Nicotinamide Prevents Diabetic Brain Inflammation via NAD+-Dependent Deacetylation Mechanisms
Jeimy Katherine Torres-Méndez, Julia Niño-Narvión, Patricia Martinez-Santos, Elena María Goretti Diarte-Añazco, Karen Alejandra Méndez‐Lara, Tania Vázquez del Olmo, Noemí Rotllán, María Teresa Julián, Núria Alonso, Dı́dac Mauricio, Mercedes Camacho, Juan Pablo Muñoz, Joana Rossell, Josep Julve
Abstract
This study investigated the effect of nicotinamide (NAM) supplementation on the development of brain inflammation and microglial activation in a mouse model of type 1 diabetes mellitus. C57BL/6J male mice, which were made diabetic with five consecutive, low-dose (55 mg/kg i.p.) streptozotocin (STZ) injections. Diabetic mice were randomly distributed in different experimental groups and challenged to different doses of NAM (untreated, NAM low-dose, LD, 0.1%; NAM high-dose, HD, 0.25%) for 25 days. A control, non-diabetic group of mice was used as a reference. The NAD+ content was increased in the brains of NAM-treated mice compared with untreated diabetic mice (NAM LD: 3-fold; NAM HD: 3-fold, p-value < 0.05).
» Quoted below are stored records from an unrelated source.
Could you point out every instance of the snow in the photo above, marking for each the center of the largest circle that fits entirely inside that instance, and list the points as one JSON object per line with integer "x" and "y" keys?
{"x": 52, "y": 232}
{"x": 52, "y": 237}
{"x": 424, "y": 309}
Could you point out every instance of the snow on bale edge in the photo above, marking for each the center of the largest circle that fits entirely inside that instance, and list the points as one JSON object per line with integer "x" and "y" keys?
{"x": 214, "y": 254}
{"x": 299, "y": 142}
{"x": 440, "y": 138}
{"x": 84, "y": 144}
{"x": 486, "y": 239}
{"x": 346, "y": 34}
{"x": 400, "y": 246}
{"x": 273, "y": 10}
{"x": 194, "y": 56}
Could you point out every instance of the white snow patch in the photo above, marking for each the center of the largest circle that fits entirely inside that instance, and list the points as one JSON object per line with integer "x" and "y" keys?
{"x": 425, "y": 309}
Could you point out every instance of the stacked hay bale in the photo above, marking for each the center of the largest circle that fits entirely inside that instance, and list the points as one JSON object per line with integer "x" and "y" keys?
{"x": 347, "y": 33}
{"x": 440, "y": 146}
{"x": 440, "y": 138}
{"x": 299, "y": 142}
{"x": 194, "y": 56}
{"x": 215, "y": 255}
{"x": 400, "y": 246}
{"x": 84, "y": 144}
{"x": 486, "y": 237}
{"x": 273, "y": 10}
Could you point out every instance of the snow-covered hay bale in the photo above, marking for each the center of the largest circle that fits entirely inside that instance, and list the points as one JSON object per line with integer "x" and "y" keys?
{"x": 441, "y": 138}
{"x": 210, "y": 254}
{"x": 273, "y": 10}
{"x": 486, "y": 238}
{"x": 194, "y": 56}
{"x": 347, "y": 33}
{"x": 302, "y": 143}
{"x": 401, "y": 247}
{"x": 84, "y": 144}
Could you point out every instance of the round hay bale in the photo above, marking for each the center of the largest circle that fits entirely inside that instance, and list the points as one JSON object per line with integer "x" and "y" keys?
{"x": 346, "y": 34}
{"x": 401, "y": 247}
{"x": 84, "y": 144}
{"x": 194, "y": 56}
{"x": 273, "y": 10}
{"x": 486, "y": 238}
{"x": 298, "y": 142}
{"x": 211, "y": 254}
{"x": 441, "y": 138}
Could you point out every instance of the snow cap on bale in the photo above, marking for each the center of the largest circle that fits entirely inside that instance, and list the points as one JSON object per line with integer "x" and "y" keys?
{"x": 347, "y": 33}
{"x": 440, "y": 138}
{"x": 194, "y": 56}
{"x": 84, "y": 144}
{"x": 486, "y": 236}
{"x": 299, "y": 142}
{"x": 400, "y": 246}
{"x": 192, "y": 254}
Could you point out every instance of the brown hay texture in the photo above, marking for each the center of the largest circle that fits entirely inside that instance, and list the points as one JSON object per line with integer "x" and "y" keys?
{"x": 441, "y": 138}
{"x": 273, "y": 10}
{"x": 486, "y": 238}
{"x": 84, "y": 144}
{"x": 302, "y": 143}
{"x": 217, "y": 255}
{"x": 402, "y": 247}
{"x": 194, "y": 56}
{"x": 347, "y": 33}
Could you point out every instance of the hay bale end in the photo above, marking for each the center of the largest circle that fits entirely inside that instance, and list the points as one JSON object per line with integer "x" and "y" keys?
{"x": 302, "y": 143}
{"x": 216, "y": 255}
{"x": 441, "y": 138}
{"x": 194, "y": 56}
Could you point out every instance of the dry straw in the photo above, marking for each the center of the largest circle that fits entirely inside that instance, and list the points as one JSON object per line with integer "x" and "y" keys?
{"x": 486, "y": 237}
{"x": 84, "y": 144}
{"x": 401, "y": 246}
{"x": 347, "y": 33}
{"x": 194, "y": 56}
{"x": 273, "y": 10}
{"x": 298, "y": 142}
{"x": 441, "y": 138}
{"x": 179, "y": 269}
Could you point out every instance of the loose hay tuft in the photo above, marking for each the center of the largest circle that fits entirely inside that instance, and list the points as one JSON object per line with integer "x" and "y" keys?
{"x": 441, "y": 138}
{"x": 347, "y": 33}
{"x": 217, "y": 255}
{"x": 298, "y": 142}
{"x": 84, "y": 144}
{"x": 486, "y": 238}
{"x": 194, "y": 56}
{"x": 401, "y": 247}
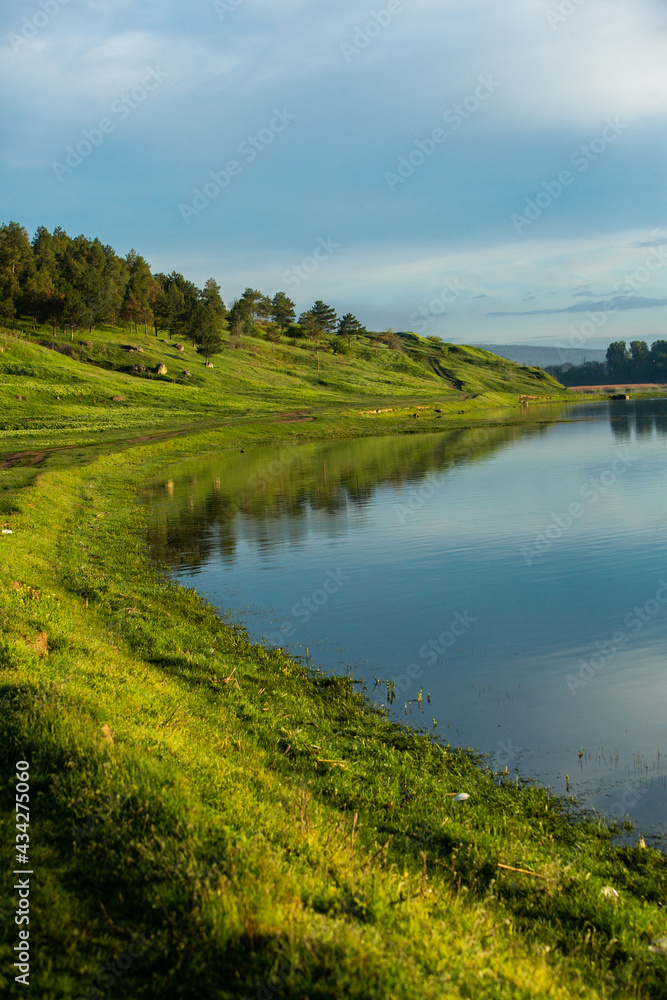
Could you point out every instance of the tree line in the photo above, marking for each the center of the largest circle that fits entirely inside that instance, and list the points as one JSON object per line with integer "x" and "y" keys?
{"x": 638, "y": 363}
{"x": 73, "y": 283}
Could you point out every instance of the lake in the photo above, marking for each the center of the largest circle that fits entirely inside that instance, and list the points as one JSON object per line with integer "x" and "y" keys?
{"x": 505, "y": 584}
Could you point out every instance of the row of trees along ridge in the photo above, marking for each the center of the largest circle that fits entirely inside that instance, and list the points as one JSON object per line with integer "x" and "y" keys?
{"x": 75, "y": 282}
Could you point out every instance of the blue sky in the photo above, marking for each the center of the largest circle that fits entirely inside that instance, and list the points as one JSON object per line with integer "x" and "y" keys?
{"x": 479, "y": 170}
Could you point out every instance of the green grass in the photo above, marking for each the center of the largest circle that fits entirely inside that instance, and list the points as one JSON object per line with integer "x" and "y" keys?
{"x": 209, "y": 819}
{"x": 70, "y": 399}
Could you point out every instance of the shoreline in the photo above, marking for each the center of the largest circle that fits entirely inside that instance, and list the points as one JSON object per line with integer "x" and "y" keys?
{"x": 263, "y": 805}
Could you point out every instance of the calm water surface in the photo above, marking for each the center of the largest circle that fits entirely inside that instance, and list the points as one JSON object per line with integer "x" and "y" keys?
{"x": 518, "y": 575}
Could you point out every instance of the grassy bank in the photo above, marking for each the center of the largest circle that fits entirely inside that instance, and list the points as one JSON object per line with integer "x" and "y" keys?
{"x": 210, "y": 820}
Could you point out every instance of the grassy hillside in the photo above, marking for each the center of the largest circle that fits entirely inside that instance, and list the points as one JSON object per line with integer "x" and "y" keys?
{"x": 209, "y": 819}
{"x": 54, "y": 396}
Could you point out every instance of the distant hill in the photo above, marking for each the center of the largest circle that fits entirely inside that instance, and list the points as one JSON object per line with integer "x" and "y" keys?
{"x": 540, "y": 357}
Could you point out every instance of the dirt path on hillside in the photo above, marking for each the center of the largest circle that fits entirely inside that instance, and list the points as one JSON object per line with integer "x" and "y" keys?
{"x": 7, "y": 461}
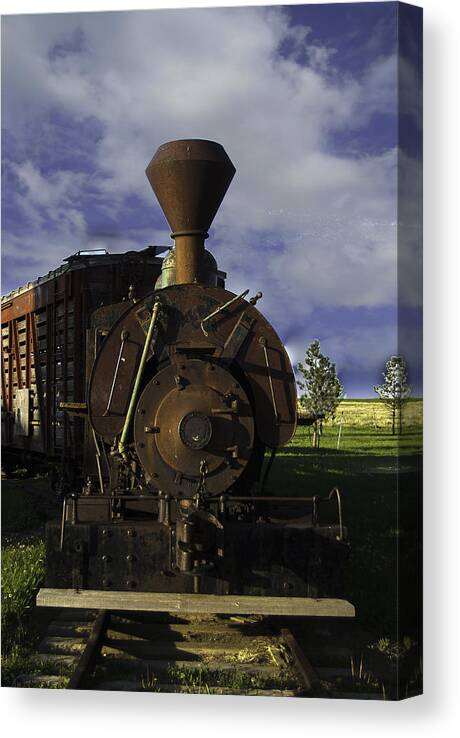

Immunohistochemical staining revealed that markers of inflammation (TNFα: NAM LD: −35%; NAM HD: −46%; p-value < 0.05) and microglial activation (IBA-1: NAM LD: −29%; NAM HD: −50%; p-value < 0.05; BDKRB1: NAM LD: −36%; NAM HD: −37%; p-value < 0.05) in brains from NAM-treated diabetic mice were significantly decreased compared with non-treated T1D mice. This finding was accompanied by a concomitant alleviation of nuclear NFκB (p65) signaling in treated diabetic mice (NFκB (p65): NAM LD: −38%; NAM HD: −53%, p-value < 0.05). Notably, the acetylated form of the nuclear NFκB (p65) was significantly decreased in the brains of NAM-treated, diabetic mice (NAM LD: −48%; NAM HD: −63%, p-value < 0.05) and inversely correlated with NAD+ content (r = −0.50, p-value = 0.03), suggesting increased activity of NAD+-dependent deacetylases in the brains of treated mice. Thus, dietary NAM supplementation in diabetic T1D mice prevented brain inflammation via NAD+-dependent deacetylation mechanisms, suggesting an increased action of sirtuin signaling.